The bidding war in the world of stock exchanges took several turns: Deutsche Börse and NYSE Euronext finally sought approval from the European Commission thereby triggering the formal start of the anti-trust review process in Europe. But the London Stock Exchange had to terminate its proposed merger with Toronto as it seemed highly unlikely to achieve the required two-thirds majority approval. Downstream, Nasdaq OMX confirmed it has made a bid for a minority stake in LCH Clearnet, operator of the world's largest swaps clearing house. EuroCCP is set to slash the fees it charges trading firms, triggering competition in the post-trade sector when they are given the chance to choose their clearer for the first time.

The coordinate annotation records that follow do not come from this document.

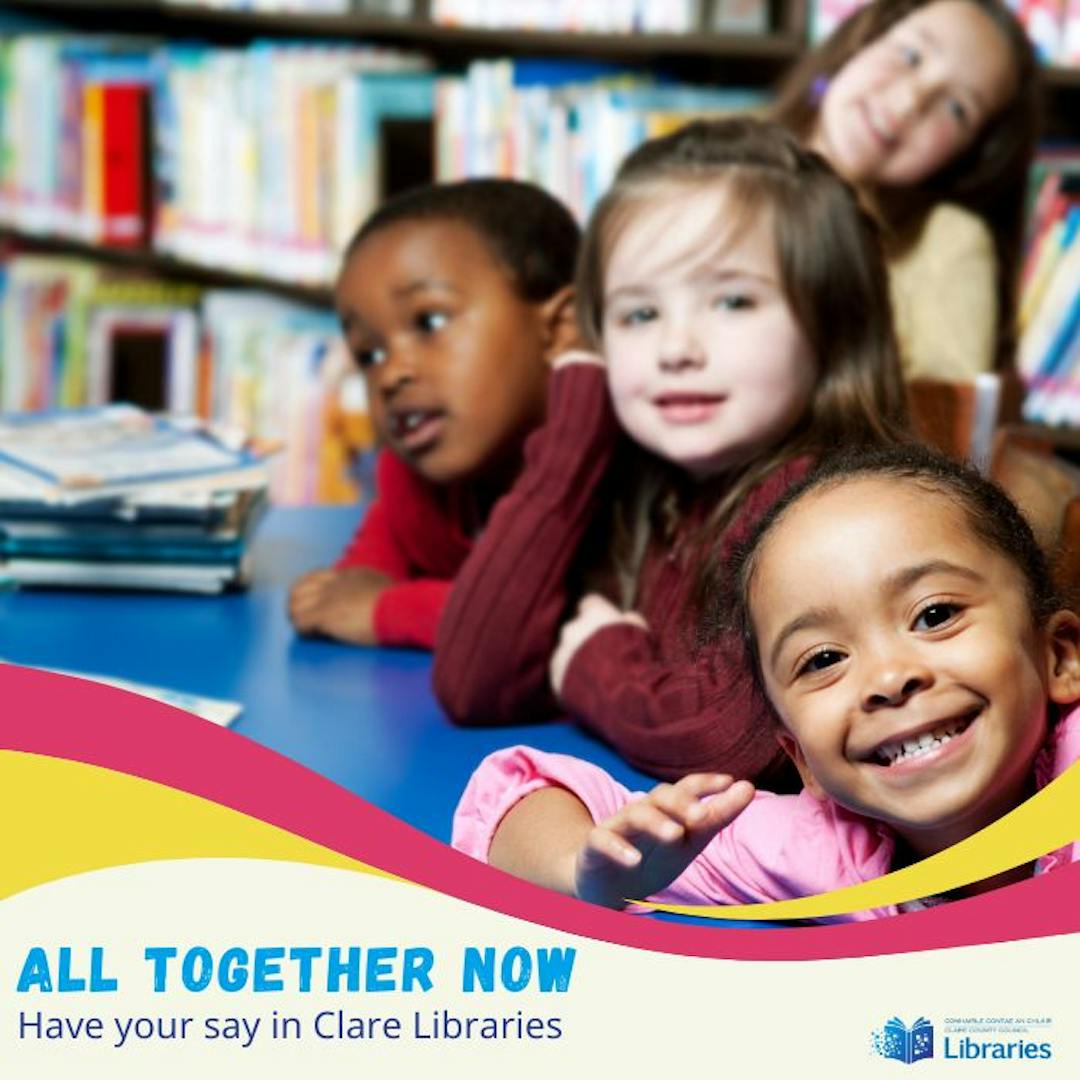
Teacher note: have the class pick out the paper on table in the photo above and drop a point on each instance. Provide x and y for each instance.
(216, 710)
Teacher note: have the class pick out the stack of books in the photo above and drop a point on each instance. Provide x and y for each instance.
(117, 498)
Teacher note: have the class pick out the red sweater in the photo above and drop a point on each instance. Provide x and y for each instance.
(665, 710)
(413, 534)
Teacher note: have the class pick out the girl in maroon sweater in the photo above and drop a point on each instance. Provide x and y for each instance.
(737, 300)
(454, 299)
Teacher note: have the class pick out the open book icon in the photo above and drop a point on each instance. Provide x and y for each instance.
(904, 1043)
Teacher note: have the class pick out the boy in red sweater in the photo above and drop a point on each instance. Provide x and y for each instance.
(454, 300)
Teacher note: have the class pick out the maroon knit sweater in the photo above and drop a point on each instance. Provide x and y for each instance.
(664, 709)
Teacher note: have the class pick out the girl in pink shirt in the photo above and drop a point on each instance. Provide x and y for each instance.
(901, 622)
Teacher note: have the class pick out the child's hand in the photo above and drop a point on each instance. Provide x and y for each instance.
(577, 356)
(338, 604)
(650, 842)
(594, 612)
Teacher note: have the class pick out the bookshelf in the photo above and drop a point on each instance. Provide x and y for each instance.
(721, 59)
(748, 59)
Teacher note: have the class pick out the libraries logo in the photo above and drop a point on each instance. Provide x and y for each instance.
(902, 1043)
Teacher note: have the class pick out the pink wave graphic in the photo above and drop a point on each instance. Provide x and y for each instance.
(63, 717)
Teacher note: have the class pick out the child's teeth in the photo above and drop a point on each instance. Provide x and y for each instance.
(908, 748)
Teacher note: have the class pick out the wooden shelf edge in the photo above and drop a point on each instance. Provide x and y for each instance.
(770, 45)
(166, 266)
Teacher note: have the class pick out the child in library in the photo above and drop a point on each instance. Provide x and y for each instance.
(454, 299)
(736, 297)
(931, 108)
(902, 622)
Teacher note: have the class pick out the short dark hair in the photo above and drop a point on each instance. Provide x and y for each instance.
(991, 515)
(528, 230)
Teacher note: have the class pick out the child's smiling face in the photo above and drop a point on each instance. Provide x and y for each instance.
(910, 102)
(901, 653)
(453, 355)
(706, 363)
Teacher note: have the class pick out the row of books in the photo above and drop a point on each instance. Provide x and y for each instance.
(565, 126)
(562, 16)
(258, 159)
(1053, 27)
(267, 158)
(1049, 354)
(599, 16)
(76, 335)
(117, 498)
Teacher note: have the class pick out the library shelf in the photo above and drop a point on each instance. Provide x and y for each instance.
(778, 46)
(165, 266)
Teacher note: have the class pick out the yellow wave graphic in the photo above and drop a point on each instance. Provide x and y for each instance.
(1048, 821)
(76, 818)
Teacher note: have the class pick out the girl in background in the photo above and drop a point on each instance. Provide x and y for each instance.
(736, 297)
(454, 299)
(931, 108)
(901, 620)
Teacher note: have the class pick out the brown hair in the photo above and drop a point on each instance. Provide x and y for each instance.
(833, 279)
(989, 177)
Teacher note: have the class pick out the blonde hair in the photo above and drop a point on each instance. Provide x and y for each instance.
(833, 278)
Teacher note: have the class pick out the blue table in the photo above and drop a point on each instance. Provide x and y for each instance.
(365, 718)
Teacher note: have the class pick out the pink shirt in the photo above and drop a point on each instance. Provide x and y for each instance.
(780, 848)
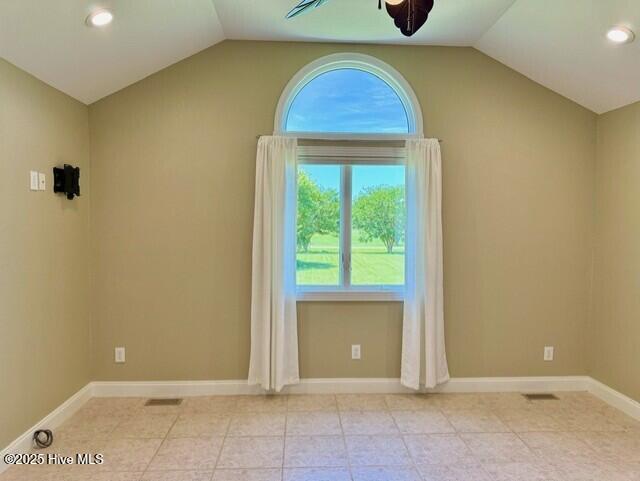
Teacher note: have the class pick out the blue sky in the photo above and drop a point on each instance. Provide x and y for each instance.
(328, 176)
(347, 100)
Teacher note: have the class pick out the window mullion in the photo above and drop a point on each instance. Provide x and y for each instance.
(345, 225)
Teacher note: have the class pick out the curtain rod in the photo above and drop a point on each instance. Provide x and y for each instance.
(346, 140)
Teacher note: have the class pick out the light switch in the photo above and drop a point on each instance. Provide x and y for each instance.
(34, 185)
(120, 355)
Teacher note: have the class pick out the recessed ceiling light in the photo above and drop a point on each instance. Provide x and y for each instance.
(99, 18)
(620, 34)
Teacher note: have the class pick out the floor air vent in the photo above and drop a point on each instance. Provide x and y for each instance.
(541, 397)
(163, 402)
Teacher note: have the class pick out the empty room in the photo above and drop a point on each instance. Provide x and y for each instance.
(320, 240)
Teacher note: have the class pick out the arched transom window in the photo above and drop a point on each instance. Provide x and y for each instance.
(350, 195)
(349, 96)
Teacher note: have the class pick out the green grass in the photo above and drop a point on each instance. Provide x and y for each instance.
(371, 264)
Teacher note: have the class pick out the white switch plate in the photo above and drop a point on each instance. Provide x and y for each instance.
(120, 355)
(549, 353)
(34, 182)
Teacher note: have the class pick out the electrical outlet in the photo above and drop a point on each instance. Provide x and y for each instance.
(549, 353)
(120, 355)
(33, 180)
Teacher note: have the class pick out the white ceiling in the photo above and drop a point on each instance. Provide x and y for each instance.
(50, 40)
(561, 44)
(558, 43)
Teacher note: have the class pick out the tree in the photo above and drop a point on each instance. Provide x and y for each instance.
(379, 213)
(318, 210)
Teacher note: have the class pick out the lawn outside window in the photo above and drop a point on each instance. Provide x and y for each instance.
(351, 112)
(350, 223)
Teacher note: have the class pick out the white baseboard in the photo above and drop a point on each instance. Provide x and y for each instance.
(337, 386)
(320, 386)
(172, 389)
(53, 420)
(614, 398)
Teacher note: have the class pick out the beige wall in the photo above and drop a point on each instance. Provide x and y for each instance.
(614, 350)
(44, 309)
(172, 201)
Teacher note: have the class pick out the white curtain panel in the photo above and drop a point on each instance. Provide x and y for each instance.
(424, 360)
(274, 336)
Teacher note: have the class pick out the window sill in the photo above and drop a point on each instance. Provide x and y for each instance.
(350, 296)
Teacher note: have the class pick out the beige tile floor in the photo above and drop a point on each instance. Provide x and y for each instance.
(447, 437)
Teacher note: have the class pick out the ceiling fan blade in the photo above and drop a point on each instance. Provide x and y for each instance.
(304, 6)
(410, 15)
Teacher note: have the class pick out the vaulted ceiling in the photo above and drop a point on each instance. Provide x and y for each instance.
(560, 44)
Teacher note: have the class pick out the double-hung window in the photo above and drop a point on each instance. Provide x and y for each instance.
(351, 208)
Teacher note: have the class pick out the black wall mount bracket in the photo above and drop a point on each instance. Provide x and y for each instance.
(66, 180)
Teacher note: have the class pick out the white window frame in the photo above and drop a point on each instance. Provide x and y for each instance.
(346, 156)
(356, 61)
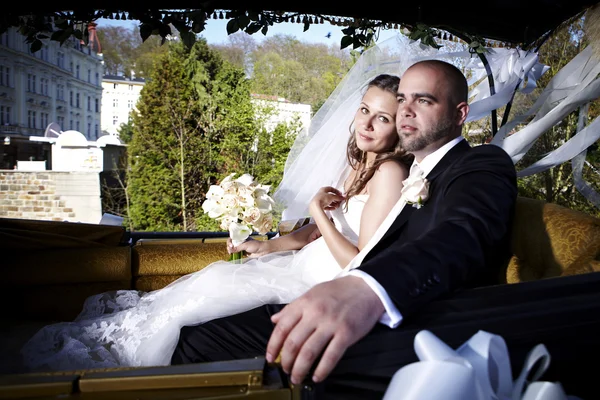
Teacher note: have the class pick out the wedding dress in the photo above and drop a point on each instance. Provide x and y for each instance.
(132, 328)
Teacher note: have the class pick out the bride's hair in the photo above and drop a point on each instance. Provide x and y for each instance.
(357, 158)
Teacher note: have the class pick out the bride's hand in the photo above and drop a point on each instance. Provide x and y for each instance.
(252, 247)
(327, 198)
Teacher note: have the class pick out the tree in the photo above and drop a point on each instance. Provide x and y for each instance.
(299, 72)
(191, 103)
(556, 185)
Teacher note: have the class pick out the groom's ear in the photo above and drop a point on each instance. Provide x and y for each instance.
(462, 110)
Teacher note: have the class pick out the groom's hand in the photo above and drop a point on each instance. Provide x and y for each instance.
(324, 322)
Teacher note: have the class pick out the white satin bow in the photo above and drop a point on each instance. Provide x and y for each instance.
(478, 370)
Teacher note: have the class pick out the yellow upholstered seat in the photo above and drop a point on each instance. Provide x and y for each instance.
(550, 240)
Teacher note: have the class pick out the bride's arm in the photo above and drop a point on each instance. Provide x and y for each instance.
(384, 191)
(385, 188)
(329, 198)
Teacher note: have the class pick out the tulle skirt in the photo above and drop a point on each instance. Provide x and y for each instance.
(132, 328)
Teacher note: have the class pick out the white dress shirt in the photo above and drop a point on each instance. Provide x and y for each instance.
(392, 316)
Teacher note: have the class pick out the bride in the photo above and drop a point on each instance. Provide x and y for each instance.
(355, 181)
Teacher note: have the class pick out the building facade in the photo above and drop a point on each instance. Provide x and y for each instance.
(280, 110)
(119, 97)
(58, 83)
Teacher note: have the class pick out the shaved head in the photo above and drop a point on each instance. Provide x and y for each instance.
(455, 79)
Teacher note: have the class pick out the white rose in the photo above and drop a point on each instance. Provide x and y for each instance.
(264, 224)
(416, 191)
(214, 209)
(245, 179)
(264, 202)
(251, 215)
(239, 232)
(215, 192)
(230, 201)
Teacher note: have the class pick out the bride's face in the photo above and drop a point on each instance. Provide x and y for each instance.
(374, 122)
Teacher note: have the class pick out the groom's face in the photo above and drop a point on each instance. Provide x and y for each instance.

The scale of collateral that will be required for these CCPS is beginning to emerge more clearly. The FT quoted a March report for the IMF that estimated that the overall OTC derivatives market was short of $2,000bn in collateral. Assuming about two-thirds of the OTC market moves to being cleared, clearing houses would require about $1,400bn in extra margin cover.
Commissioner Barnier hit back at criticism from insurance companies that new capital rules are too conservative, claiming that the changes are necessary to protect policyholders and improve an outdated regime. In a letter seen by the Financial Times, Commissioner Barnier, told four leading insurance industry bodies that “criticisms levied against Solvency II, particularly that calibrations are too high, have not been confirmed by evidence”.
Accounting problems continue to attract attention. The IASB announced the completion of its project to improve the accounting for pensions and other post-employment benefits by issuing an amended version of IAS 19 Employee Benefits. The revised standard is to remove two key features of existing pensions accounting standard - the use of expected return on assets, and corridor accounting options. The new standard also overhauls the rules on what must be disclosed in company accounts, with the intention of giving investors more information about the risks that companies run in their pension schemes.
"Gross or net? That is the question": as a member of IASB, Patricia McConnell pointed out that during IASB’s outreach activities it found there was no consensus among investors on the usefulness of presenting information about financial assets and financial liabilities on a gross basis or net basis in the balance sheet. Currently, differences between the IASB’s and the FASB’s offsetting requirements are the cause of the single largest difference in the amounts presented in the balance sheets of financial institutions.
The European Group of International Accounting Networks and Associations (EGIAN) published a paper supporting the robust reform programme for the EU audit profession and want to develop a fair system of audit that includes placing a limit on the market share of dominant audit firms; regular and fair tendering and curbing institutional bias in favour of the Big Four.